De voorzitter van de commissie,

Van Gijzel

De griffier van de commissie,

Berck


XNoot
1

Samenstelling: Leden: Witteveen-Hevinga (PvdA), Rosenmöller (GroenLinks), Van Gijzel (PvdA), voorzitter, Voûte-Droste (VVD), Noorman-den Uyl (PvdA), Giskes (D66), Kamp (VVD), Marijnissen (SP), Crone (PvdA), Van Dijke (ChristenUnie), Bakker (D66), De Vries (VVD), Hofstra (VVD), De Haan (CDA), ondervoorzitter, Stroeken (CDA), Van Beek (VVD), Balkenende (CDA), Vendrik (GroenLinks), Remak (VVD), Wijn (CDA), Kuijper (PvdA), Dijsselbloem (PvdA), Bolhuis (PvdA), Slob (ChristenUnie), C. Cörüz (CDA).

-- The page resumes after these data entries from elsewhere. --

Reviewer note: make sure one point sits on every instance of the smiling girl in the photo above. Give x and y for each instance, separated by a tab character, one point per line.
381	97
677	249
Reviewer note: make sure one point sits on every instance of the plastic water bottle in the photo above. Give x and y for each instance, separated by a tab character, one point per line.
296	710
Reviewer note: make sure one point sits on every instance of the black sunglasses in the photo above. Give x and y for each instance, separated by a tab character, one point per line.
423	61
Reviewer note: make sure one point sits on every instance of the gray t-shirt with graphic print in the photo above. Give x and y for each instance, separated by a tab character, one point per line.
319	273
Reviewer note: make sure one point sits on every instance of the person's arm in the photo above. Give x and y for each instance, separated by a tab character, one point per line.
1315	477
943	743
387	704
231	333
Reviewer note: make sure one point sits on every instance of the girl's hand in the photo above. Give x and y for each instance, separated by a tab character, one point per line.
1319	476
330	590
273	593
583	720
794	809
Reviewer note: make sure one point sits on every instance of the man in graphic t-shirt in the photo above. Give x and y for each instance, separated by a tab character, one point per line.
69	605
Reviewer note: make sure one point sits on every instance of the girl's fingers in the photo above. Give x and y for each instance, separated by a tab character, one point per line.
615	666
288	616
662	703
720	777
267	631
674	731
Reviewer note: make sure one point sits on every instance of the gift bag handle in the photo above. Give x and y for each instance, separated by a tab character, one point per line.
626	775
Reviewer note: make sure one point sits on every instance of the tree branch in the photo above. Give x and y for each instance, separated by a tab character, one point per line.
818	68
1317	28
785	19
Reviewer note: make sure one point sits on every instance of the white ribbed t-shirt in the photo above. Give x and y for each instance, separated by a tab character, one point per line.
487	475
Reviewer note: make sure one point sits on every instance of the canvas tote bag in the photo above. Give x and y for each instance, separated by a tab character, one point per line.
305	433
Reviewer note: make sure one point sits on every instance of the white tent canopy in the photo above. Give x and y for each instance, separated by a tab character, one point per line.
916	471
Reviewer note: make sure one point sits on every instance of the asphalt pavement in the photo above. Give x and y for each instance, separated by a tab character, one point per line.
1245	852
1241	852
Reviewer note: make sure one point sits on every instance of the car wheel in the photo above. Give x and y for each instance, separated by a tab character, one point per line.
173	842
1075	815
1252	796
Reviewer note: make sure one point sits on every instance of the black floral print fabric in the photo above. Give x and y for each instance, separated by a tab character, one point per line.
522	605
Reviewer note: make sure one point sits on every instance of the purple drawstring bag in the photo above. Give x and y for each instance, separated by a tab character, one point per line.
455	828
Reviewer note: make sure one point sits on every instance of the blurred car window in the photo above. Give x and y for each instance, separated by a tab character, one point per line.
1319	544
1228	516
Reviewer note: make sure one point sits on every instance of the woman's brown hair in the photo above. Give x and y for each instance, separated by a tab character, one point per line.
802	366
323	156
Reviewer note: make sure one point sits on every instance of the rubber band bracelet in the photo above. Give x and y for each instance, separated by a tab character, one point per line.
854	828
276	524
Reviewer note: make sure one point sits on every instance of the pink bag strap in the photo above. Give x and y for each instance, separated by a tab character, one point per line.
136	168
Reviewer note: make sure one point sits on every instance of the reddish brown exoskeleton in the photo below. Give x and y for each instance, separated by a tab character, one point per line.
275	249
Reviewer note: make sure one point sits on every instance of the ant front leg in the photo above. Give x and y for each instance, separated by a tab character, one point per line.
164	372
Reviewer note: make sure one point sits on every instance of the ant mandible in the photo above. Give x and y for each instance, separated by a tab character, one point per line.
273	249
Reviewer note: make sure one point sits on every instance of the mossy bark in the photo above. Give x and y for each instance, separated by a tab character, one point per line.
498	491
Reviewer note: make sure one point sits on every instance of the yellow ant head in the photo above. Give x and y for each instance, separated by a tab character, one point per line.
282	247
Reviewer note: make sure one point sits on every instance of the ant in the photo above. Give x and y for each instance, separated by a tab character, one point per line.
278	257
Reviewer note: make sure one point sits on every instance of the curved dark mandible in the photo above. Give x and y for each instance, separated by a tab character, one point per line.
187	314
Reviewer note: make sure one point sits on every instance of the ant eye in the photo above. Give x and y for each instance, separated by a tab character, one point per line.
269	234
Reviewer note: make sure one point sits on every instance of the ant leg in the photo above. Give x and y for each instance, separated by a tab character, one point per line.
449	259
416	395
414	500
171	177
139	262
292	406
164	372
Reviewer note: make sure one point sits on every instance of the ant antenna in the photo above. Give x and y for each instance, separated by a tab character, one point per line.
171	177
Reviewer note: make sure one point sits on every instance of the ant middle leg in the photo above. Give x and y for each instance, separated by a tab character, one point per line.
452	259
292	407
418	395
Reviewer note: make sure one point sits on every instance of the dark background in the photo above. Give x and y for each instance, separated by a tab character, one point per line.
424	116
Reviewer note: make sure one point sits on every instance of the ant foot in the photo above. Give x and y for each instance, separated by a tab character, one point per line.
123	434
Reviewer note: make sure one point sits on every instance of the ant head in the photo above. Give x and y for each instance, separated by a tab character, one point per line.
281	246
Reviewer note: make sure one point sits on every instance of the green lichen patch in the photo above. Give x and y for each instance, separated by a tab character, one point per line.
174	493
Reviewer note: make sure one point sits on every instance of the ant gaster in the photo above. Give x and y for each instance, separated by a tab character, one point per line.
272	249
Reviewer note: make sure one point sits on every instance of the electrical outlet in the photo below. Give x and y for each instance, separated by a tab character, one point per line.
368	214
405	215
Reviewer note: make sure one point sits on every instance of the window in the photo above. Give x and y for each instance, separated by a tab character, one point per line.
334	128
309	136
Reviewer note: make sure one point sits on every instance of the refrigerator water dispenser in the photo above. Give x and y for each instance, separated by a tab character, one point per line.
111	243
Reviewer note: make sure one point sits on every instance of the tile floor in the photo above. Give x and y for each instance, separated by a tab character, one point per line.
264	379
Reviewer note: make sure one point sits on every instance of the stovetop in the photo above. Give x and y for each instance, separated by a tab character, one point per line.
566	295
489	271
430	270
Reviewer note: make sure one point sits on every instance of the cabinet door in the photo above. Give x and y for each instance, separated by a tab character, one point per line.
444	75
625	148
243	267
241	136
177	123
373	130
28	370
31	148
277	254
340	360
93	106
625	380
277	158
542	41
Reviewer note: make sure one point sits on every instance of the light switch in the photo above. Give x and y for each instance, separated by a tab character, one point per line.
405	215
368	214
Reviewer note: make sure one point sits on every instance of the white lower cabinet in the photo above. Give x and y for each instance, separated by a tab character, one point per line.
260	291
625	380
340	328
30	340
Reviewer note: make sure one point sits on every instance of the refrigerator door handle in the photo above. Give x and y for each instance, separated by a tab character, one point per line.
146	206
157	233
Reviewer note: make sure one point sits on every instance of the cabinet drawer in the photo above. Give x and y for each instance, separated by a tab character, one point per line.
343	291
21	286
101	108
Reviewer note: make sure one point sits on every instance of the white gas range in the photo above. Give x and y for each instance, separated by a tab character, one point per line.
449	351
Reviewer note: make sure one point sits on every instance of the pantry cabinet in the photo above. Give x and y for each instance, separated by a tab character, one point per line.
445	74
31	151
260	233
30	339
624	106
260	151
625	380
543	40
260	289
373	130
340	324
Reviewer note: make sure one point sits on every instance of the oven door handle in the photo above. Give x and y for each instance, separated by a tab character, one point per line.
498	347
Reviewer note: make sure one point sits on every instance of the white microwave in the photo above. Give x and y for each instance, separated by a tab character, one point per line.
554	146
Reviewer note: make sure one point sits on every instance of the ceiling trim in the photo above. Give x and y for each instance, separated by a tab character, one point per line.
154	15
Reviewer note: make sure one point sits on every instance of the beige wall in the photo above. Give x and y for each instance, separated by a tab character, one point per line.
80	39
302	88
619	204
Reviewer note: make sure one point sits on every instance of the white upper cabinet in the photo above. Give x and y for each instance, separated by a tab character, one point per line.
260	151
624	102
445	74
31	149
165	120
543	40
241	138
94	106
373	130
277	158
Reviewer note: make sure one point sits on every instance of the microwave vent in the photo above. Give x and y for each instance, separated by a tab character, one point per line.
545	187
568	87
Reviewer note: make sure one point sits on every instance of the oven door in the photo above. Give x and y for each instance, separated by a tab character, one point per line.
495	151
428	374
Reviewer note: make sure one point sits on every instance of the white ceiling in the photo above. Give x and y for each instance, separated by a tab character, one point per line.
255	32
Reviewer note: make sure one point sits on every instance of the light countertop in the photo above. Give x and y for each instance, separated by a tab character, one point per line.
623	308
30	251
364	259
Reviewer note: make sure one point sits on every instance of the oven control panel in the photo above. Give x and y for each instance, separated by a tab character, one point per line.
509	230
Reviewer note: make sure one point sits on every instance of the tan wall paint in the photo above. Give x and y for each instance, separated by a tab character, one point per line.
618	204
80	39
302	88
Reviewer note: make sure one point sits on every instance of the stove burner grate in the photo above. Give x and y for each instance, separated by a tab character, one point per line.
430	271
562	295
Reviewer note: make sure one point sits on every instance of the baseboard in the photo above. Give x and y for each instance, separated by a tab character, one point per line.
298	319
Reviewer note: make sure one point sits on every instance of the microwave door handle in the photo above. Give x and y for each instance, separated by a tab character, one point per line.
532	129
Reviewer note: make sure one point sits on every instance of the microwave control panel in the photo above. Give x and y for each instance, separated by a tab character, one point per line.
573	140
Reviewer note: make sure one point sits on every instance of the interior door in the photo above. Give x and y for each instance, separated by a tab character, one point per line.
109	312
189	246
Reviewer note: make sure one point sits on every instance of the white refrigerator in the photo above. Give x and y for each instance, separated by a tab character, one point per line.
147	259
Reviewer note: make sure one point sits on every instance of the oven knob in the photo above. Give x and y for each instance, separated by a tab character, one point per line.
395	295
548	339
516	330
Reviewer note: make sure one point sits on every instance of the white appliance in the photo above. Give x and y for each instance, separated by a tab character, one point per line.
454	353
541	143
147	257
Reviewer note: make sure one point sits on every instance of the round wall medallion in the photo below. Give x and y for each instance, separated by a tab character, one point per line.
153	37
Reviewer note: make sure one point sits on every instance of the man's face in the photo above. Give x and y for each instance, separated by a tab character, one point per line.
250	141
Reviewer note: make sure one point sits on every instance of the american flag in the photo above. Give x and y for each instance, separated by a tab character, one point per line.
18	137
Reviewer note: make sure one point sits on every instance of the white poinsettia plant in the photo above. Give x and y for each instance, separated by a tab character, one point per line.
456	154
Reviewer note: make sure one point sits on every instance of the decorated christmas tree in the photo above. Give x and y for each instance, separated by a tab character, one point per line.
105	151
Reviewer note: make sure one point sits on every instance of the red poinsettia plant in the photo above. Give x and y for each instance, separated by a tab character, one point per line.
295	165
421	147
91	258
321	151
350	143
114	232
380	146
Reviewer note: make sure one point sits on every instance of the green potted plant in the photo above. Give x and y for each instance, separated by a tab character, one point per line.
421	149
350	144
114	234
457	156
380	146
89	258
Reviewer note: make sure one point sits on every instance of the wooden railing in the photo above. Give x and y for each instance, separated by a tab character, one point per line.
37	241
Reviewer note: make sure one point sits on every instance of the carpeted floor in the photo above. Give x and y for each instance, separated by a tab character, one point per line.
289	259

Plv. leden: Koenders (PvdA), Harrewijn (GroenLinks), Duijkers (PvdA), Balemans (VVD), Van Oven (PvdA), Schimmel (D66), Klein Molekamp (VVD), De Wit (SP), Vacature (PvdA), Hoekema (D66), Van Walsem (D66), Wilders (VVD), Blok (VVD), Dankers (CDA), Hillen (CDA), Weekers (VVD), De Pater-van der Meer (CDA), Rabbae (GroenLinks), Hessing (VVD), Van den Akker (CDA), Timmermans (PvdA), Hindriks (PvdA), Smits (PvdA), Van der Vlies (SGP), J. Ten Hoopen (CDA).